Les moralistes qui en ont publié quelques extraits se répètent depuis le commencement du monde : ce sont des indiscrets. Ce qu’ils disent, chacun le sait : il suffit d’ouvrir son livre. Nous en faisons nous-mêmes l’aveu, chaque fois que nous lisons quelque pensée, feuille détachée du livre secret ; nous la reconnaissons : « Oh ! que c’est vrai ! » disons-nous, gaiement ou tristement, selon le sujet ; et nous voyons la page de notre livre où la même pensée était écrite... encore une de révélée ! Combien de fois ne sommes-nous pas tirés de notre indifférence par ces voix importunes qui résonnent comme les grelots du souvenir ! Ils retentissent à nos oreilles, comme des plaintes quelquefois : « Tant que tu seras heureux, dit Ovide, tu compteras beaucoup d’amis, mais que ton ciel se couvre de nuages, tu seras seul... seul ! » Que de fois cette page a été écrite ! ! Rien n’est plus commun que le nom, dit La Fontaine, en parlant de l’amitié, rien n’est plus rare que la chose. » Alors il nous arrive de penser, si notre ciel est heureux, que nous avons beaucoup d’amis dont aucun ne nous aime, et que, nous-mêmes nous avons exilé de nos souvenirs un ami devenu malheureux. Et, en même temps, nous louerons le vers du grand poète :

Oh ! n’exilons personne ! oh ! l’exil est impie !

Nous applaudirons à toutes les maximes de générosité et de vraie grandeur que les inspirés chantent dans leurs vers ; nous aurons subitement des élans de retour sur nous-mêmes et il nous arrivera comme des bouffées de fraternité... mais ces impressions ne dureront même pas la vie d’une rose.

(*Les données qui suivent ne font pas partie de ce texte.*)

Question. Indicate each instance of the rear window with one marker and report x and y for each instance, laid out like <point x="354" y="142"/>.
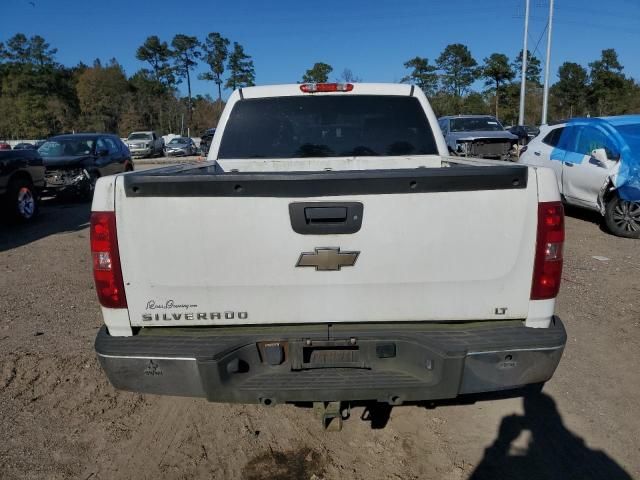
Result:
<point x="327" y="126"/>
<point x="553" y="137"/>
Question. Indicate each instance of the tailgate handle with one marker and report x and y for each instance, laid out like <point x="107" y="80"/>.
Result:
<point x="325" y="218"/>
<point x="325" y="214"/>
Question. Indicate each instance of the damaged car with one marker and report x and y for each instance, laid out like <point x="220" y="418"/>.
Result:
<point x="597" y="166"/>
<point x="480" y="136"/>
<point x="74" y="162"/>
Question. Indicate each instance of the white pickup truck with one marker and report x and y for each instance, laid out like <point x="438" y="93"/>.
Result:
<point x="329" y="250"/>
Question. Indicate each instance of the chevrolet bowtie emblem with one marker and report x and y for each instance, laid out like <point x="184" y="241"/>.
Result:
<point x="327" y="259"/>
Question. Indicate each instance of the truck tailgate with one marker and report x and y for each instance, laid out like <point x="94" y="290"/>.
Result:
<point x="434" y="244"/>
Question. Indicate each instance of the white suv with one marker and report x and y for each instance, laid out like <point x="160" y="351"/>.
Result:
<point x="597" y="166"/>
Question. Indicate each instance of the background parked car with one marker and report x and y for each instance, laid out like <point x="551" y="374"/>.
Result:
<point x="181" y="146"/>
<point x="597" y="166"/>
<point x="21" y="180"/>
<point x="205" y="140"/>
<point x="477" y="136"/>
<point x="145" y="144"/>
<point x="24" y="146"/>
<point x="75" y="162"/>
<point x="525" y="133"/>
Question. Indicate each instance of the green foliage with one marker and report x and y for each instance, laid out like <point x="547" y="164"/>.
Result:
<point x="157" y="54"/>
<point x="319" y="73"/>
<point x="347" y="76"/>
<point x="534" y="69"/>
<point x="422" y="75"/>
<point x="186" y="52"/>
<point x="609" y="86"/>
<point x="240" y="67"/>
<point x="497" y="71"/>
<point x="570" y="92"/>
<point x="459" y="69"/>
<point x="103" y="94"/>
<point x="216" y="51"/>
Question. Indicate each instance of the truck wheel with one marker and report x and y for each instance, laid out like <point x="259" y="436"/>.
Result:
<point x="622" y="217"/>
<point x="22" y="200"/>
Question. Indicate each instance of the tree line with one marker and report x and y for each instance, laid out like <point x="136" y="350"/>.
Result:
<point x="40" y="97"/>
<point x="450" y="82"/>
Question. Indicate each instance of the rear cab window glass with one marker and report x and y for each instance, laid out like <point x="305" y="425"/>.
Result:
<point x="327" y="126"/>
<point x="553" y="137"/>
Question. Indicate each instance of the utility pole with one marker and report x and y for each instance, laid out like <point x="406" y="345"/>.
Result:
<point x="547" y="69"/>
<point x="523" y="85"/>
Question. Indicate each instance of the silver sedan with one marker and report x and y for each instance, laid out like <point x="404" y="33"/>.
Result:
<point x="181" y="146"/>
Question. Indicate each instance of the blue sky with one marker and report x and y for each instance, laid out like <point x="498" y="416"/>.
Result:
<point x="371" y="37"/>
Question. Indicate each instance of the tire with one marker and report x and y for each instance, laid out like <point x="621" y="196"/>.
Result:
<point x="22" y="200"/>
<point x="623" y="218"/>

Oui, Lucrèce a raison, parce que la sensibilité, chez l’homme, ne s’exerce pas dans le sens indiqué par ce mot. Nous avons des tendresses de contrebande pour tout ce qui attriste, mais nous réservons notre sensibilité pour les émotions qui confinent au plaisir : or c’est un réel plaisir, qu’il soit visible ou dissimulé, que d’apprendre le malheur des autres : cela se constate principalement dans les familles.

Pourquoi ne pas le reconnaître ? la civilisation moderne a supprimé les plaisirs violents et les émotions vives. Il faut bien une compensation. Croyez-vous que, si un édit du préteur annonçait demain la reprise des combats de gladiateurs dans les arènes, le peuple en foule n’irait pas y assister ? Les mêmes acclamations retentiraient dans l’Hippodrome qu’autrefois au Colysée, et le spectacle d’un homme bien frappé, mourant avec la dignité qui convient à un histrion, ferait rugir les âmes tendres du XIXe siècle, comme il enflammait jadis l’enthousiasme des plus civilisés des hommes, les derniers Romains. Cela ne fait aucun doute.

Ce sont toutes ces remarques sur la nature humaine qui ont fait dire à certains penseurs que la société était funeste à l’homme et que la solitude lui était meilleure ; que l’homme naissait parfait... Gardez-vous d’écouter d’aussi pernicieux conseils : car rien n’est plus faux. La société est la réunion des hommes et les hommes sont ce qu’ils sont, c’est-à-dire des hommes, pas plus, pas moins. On se donne beaucoup de mal pour expliquer ce que nous sommes, quand il suffit de nous nommer ; j’admire ces efforts de l’esprit ; mais les plus savantes définitions de la science ne remplaceront jamais ce qui se découvre sous ce simple mot : les hommes.

Aimer la société, se contenter des ressources de son organisation, faute de mieux, travailler à les améliorer si l’on peut, en user le moins possible et le mieux possible, sont, en somme, d’excellents conseils que chacun de nous met en pratique, même les philosophes qui ont eu la maladresse d’avoir de la mauvaise humeur contre l’état social. C’est à l’égard de cet état social qu’il faut être éclectique : ne s’attacher à rien, vivre à peu près, comme dit Montaigne, de manière à être excusable. Nous reconnaîtrons — et cette étude y contribuera peut-être — qu’il faut se tenir en garde contre tous les préjugés qui ont cours, fausse monnaie qu’on présente comme bonne ; contre les amis, contre tout ce qui a une apparence de perfection : car les meilleurs sont encore les imparfaits ; nous reconnaîtrons que ce qu’il faut fuir, c’est justement ce que nous voudrions rencontrer, ce que nous chercherons toute la vie sans espoir de l’obtenir jamais.